Overcoming the Tyranny of depth
05 November 2001
Mineral deposits in Australia are becoming harder to find. If Australia wants to keep enjoying the $55.6 billion that mineral exports contributed to the economy in 2000-2001, it must focus its research and development efforts on finding mineral deposits buried beneath the surface.
Dr Neil Williams, chief executive, Geoscience Australia, will put forward solutions to this challenge at the opening of exploration day at the Mining 2001 Resources Convention, 9am on November 8 in auditorium one, Royal Exhibition Building, Melbourne.

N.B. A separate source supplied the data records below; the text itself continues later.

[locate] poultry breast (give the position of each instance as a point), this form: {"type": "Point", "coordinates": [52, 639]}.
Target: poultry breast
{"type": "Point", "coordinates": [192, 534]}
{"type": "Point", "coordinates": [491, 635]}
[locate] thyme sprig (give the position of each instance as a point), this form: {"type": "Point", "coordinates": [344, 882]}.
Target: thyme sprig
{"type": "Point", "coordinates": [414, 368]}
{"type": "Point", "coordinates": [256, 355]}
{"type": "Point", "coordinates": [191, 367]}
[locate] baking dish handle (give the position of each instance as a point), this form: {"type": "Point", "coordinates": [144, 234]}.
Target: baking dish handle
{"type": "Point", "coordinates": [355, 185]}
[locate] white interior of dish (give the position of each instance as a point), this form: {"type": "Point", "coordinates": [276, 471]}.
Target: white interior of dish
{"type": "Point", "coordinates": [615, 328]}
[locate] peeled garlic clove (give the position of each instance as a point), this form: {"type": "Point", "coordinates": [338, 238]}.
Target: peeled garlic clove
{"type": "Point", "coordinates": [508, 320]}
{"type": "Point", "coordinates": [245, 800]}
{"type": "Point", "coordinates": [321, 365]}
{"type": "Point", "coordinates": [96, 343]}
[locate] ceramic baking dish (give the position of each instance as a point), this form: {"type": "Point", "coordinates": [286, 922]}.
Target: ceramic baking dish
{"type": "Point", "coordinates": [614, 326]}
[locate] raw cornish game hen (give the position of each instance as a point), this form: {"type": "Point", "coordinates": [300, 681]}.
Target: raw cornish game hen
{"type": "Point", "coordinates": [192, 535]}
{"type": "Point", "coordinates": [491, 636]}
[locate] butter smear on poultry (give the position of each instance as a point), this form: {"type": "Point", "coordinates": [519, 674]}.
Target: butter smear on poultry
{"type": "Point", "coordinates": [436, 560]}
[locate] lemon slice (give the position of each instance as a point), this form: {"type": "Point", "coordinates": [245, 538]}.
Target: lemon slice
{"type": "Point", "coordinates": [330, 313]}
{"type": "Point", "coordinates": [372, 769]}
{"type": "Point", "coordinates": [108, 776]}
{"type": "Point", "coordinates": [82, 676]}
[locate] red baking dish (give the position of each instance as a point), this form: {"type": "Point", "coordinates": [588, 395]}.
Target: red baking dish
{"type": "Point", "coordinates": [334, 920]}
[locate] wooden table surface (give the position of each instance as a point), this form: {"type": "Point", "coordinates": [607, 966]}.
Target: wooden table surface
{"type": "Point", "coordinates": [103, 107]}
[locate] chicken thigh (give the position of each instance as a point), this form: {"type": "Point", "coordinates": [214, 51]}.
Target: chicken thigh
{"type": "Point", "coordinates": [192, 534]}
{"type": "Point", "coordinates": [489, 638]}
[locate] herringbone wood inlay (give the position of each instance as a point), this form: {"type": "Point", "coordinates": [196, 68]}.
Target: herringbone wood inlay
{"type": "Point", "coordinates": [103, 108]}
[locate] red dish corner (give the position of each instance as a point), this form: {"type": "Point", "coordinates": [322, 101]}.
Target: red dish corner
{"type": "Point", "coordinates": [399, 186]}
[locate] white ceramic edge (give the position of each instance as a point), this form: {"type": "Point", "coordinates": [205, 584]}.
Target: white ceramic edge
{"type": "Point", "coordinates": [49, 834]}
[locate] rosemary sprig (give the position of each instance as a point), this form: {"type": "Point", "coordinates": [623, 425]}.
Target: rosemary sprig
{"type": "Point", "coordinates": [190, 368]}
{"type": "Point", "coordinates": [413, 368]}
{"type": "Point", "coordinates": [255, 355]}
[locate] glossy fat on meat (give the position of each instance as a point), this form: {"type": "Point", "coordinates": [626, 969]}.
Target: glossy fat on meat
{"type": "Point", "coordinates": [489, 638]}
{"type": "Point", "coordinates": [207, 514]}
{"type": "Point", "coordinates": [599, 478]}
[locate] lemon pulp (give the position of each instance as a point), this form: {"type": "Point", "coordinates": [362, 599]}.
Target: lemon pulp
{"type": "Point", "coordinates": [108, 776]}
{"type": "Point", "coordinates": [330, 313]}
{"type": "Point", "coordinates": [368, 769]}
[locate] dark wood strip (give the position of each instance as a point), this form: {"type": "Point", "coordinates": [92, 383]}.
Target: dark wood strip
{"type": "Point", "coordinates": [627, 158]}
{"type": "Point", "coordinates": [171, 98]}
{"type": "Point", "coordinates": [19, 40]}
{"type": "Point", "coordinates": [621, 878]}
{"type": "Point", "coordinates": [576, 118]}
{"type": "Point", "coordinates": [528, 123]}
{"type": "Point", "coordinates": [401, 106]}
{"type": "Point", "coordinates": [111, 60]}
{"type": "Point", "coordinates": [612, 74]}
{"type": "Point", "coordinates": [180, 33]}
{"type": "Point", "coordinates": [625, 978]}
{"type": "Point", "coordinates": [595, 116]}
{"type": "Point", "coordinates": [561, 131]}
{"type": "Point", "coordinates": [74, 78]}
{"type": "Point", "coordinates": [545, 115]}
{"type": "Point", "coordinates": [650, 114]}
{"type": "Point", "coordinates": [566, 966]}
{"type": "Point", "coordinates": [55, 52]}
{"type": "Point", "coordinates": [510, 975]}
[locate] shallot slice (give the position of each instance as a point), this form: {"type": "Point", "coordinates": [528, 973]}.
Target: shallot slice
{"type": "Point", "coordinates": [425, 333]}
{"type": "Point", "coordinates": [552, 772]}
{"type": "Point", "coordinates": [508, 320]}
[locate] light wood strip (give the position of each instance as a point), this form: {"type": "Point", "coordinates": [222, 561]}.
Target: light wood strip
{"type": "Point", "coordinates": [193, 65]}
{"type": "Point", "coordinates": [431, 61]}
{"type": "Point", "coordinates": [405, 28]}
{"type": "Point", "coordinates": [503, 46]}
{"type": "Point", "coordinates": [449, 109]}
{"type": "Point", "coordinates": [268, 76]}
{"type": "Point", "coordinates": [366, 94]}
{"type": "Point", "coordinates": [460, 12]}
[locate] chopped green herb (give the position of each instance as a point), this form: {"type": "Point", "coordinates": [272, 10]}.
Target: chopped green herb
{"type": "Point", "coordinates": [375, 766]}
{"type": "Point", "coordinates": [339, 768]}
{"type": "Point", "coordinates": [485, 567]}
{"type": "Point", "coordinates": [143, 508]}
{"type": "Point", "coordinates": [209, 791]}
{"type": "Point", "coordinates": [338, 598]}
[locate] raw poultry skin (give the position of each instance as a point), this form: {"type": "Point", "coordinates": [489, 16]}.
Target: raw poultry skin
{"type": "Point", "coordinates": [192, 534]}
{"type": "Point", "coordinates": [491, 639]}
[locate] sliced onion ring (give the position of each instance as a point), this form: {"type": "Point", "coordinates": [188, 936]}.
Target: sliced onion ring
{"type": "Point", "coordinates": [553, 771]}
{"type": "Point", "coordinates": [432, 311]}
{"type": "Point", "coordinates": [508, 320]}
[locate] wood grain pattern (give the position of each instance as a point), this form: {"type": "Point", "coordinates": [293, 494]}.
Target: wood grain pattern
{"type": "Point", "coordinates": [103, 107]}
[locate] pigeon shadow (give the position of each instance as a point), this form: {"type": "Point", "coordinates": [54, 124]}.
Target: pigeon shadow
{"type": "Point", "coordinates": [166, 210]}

"To maintain Australia's position as the world's number one destination for exploration investment, government and industry need to meet the challenge of the tyranny of depth," said Dr Williams. "Gone are the days when prospectors stumbled over outcropping world-class deposits because most economic deposits near the surface have already been discovered. Many more giant mineral deposits undoubtedly exist in Australia but they are likely to be buried beneath surface cover, increasing the challenge of exploration success," said Dr Williams.
Dr Williams will discuss the need for new data-acquisition tools that will allow explorers and geoscientists to probe further beneath the Earth's surface; new analytical methods for interpreting both existing and new geoscience data; and new exploration models that overcome the predictive weaknesses of current models.